O Globo
Com Agências Internacionais
Resultado surpreende Morales e é visto como duro golpe ao governo
STR / AFP
Presidente da Bolívia, Evo Morales, em discurso em Cochabamba
LA PAZ - O anúncio nesta semana dos resultados do censo feito no ano passado na Bolívia surpreendeu o presidente Evo Morales: em vez de um Estado no qual a maioria da população se considera indígena - base de várias das propostas do governo de Morales, no poder desde 2006 -, o que apareceu foi justamente o contrário. Segundo o censo, 58% dos bolivianos com mais de 15 anos de idade disseram não ter nenhum tipo de herança indígena. Em 2001, 62% dos habitantes do país afirmaram ser índios ou descendentes.
Não ficou claro ainda se houve uma mudança no modo de os bolivianos perceberem sua identidade ou se houve falhas em algum dos censos, o de 2001 ou o de 2012 - no último, a soma total da população ficou abaixo das projeções feitas anteriormente. Mais que a desconfiança nos resultados totais, chamou a atenção a existência, para especialistas locais, de um Estado mestiço. O termo “mestiço”, aliás, é considerado racista e não aparece no censo.

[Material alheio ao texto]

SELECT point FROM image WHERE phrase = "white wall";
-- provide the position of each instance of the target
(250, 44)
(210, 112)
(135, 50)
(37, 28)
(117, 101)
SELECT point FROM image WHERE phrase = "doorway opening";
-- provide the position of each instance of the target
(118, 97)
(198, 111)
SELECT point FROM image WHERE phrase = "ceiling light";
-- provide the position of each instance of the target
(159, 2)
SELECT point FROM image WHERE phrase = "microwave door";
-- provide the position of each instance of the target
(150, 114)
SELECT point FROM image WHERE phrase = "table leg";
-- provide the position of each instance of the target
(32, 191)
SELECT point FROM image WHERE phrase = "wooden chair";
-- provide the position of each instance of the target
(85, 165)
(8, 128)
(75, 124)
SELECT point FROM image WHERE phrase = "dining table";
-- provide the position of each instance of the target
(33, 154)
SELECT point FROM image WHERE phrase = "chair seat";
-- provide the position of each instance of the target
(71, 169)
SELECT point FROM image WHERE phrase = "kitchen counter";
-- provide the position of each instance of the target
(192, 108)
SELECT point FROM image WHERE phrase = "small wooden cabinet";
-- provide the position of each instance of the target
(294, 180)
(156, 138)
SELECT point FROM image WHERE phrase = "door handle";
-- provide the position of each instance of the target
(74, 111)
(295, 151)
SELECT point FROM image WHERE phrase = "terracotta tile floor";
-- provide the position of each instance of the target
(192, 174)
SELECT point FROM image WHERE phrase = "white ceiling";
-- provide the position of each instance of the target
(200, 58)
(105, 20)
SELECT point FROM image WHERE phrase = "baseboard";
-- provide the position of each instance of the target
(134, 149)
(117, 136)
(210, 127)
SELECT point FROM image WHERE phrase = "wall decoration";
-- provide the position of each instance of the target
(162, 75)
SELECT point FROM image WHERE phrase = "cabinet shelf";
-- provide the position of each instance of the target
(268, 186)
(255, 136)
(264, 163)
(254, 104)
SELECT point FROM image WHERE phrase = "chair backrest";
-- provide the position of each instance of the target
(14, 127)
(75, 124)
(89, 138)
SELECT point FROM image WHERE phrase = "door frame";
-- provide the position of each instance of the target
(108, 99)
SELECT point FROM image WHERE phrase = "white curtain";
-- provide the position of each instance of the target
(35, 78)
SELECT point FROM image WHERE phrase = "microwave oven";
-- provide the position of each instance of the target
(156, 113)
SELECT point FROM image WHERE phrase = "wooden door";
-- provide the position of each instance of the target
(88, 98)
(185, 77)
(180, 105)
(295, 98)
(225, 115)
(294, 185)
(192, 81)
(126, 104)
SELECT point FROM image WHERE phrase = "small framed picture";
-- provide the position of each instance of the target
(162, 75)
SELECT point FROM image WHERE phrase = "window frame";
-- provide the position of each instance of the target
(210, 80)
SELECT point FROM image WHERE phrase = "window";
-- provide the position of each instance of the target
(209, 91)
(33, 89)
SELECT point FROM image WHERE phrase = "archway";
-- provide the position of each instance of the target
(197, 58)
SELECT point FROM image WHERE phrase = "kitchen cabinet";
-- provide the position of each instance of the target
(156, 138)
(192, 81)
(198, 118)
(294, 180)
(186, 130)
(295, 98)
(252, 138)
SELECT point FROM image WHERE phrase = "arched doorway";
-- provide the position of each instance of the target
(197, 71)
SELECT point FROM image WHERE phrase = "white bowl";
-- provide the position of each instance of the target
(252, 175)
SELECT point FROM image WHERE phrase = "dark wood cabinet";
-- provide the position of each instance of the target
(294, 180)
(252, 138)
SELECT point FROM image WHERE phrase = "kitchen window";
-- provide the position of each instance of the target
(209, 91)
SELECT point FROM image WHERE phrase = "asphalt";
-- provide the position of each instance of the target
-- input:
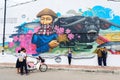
(106, 69)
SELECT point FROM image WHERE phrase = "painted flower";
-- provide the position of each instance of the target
(15, 38)
(21, 38)
(11, 44)
(68, 31)
(70, 36)
(36, 29)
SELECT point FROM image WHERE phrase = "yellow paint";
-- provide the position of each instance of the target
(112, 36)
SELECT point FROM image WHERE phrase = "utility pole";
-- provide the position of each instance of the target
(4, 25)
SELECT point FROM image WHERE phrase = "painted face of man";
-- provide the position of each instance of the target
(46, 19)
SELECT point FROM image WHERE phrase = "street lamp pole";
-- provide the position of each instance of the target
(4, 24)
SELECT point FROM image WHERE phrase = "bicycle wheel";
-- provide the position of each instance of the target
(43, 67)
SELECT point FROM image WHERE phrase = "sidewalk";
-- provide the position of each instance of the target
(106, 69)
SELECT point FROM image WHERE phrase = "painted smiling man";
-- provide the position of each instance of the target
(45, 37)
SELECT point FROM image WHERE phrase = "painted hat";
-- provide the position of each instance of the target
(47, 11)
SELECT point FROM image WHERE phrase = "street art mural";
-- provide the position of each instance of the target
(54, 33)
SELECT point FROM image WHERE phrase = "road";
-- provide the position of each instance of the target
(10, 74)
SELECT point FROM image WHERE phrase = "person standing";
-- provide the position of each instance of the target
(104, 56)
(23, 61)
(69, 56)
(17, 62)
(99, 56)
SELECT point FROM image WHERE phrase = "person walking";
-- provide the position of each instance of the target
(69, 56)
(99, 56)
(22, 60)
(17, 62)
(104, 56)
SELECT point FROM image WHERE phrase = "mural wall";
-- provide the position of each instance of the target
(53, 32)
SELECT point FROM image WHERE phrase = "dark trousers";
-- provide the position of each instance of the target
(23, 66)
(69, 60)
(100, 61)
(104, 61)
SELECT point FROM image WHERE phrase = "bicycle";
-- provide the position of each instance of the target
(40, 64)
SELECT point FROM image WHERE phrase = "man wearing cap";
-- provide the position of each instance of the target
(45, 38)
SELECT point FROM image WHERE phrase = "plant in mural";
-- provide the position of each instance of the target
(79, 32)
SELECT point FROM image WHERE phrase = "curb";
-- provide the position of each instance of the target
(107, 69)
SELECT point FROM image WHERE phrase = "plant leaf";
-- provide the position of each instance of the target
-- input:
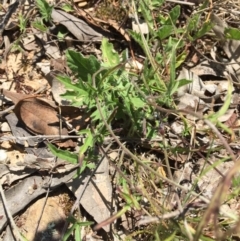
(45, 9)
(110, 56)
(81, 65)
(65, 155)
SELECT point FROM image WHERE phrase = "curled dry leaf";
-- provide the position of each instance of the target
(80, 29)
(38, 116)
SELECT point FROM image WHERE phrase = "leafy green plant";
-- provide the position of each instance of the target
(75, 229)
(22, 23)
(107, 85)
(45, 9)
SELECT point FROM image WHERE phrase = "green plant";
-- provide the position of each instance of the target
(45, 9)
(22, 23)
(108, 90)
(75, 228)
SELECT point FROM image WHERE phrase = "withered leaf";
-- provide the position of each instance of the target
(15, 97)
(38, 116)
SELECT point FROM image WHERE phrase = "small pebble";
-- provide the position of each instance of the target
(3, 156)
(5, 127)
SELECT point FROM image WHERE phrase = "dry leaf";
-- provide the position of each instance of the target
(38, 117)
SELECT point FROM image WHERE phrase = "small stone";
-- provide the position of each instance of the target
(5, 127)
(3, 156)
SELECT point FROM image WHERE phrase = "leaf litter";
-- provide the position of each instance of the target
(191, 166)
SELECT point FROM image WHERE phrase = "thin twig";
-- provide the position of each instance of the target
(44, 205)
(25, 138)
(15, 230)
(83, 188)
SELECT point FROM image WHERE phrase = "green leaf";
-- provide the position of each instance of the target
(45, 9)
(39, 25)
(137, 102)
(67, 7)
(165, 31)
(206, 27)
(110, 56)
(65, 155)
(137, 37)
(77, 236)
(232, 33)
(82, 66)
(174, 15)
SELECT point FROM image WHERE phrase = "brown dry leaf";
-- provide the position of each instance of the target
(97, 195)
(80, 29)
(38, 116)
(15, 97)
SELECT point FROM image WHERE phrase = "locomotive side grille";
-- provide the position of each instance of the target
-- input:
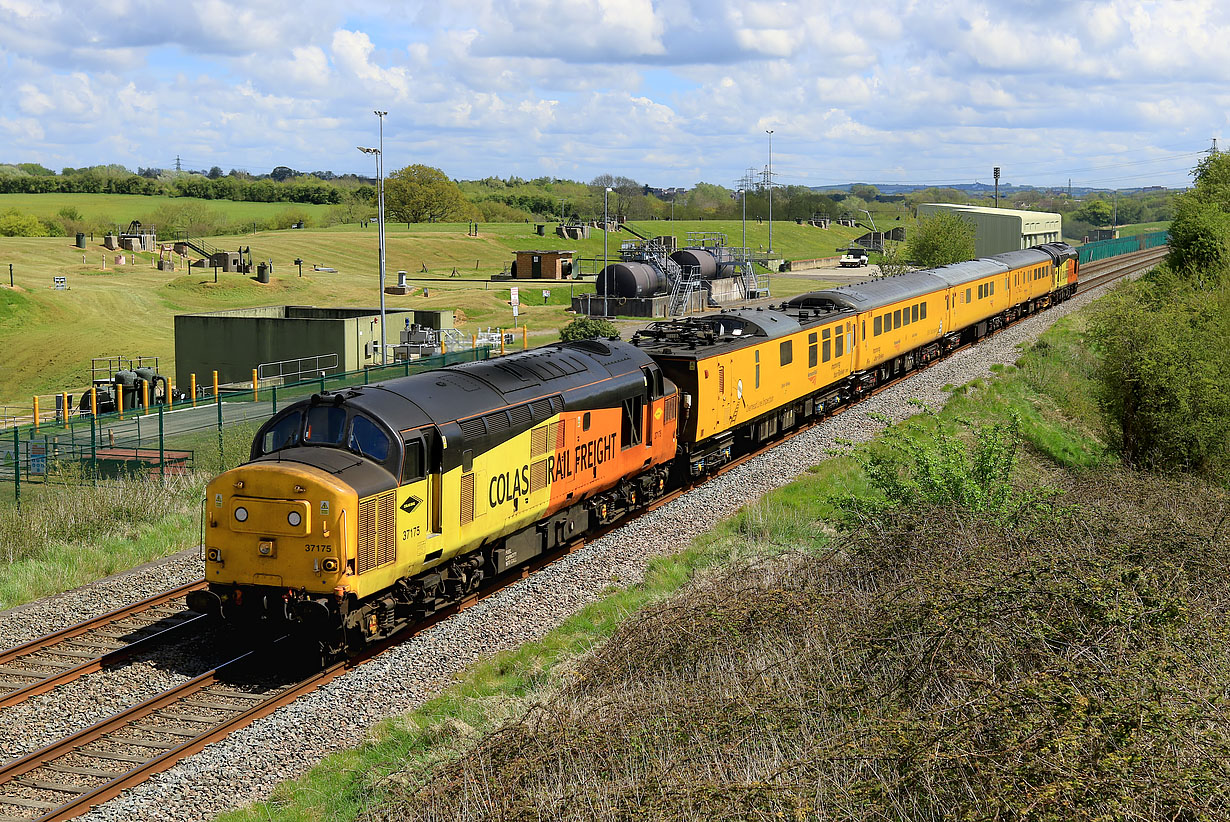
(520, 415)
(367, 548)
(466, 498)
(472, 428)
(538, 475)
(376, 544)
(497, 422)
(386, 529)
(541, 409)
(538, 441)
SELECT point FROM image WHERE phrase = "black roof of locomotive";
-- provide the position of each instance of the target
(711, 334)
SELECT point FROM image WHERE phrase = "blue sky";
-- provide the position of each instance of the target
(1110, 94)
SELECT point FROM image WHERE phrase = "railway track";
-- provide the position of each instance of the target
(63, 656)
(67, 778)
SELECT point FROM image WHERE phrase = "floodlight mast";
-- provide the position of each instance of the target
(380, 239)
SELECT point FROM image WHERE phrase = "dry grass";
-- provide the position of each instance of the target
(934, 667)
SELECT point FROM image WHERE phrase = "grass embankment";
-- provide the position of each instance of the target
(49, 336)
(70, 532)
(1051, 657)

Quem opta por não declarar-se descendente de índios entra em uma categoria comum.
‘Plurinacional’ em debate
Em 2009, seguindo a nova Constituição referendada por voto popular, o nome oficial da república boliviana mudou para Estado Plurinacional da Bolívia. A Carta garantiu uma presença mais numerosa de representantes dos chamados 36 povos originários - ou seja, os presentes na região antes da chegada dos colonizadores europeus - no Estado.
- Também fiquei surpreso, os dados anteriores eram muito diferentes - disse Morales esta semana. - Não sei se estamos em um momento de uma maior mentalidade colonizadora, é debatível. Mas o mais importante era saber sobre a população, a habitação, os serviços básicos - minimizou o presidente.
Para o vice-presidente da Bolívia, Álvaro García Linera, o censo de 2012 deve ser lido como “uma consolidação das nações indígenas originárias na Bolívia, assim como uma fortificante indianização da nação” em vez do surgimento de um Estado mestiço.
Já o ex-presidente Victor Hugo Cárdenas, índio aymara como Morales e um dos principais nomes da oposição boliviana, avalia que o resultado do censo pode ter a ver com fato de o governo ter decepcionado os indígenas ao reduzir a concepção de nação originária à cultura e à língua, sem território.
- O país disse a Morales que não está de acordo com sua forma de ver o indígena. O discurso do governo perde base social étnica e demonstra que é insuficiente construir um Estado Plurinacional sobre supostas maiorias - afirmou Cárdenas.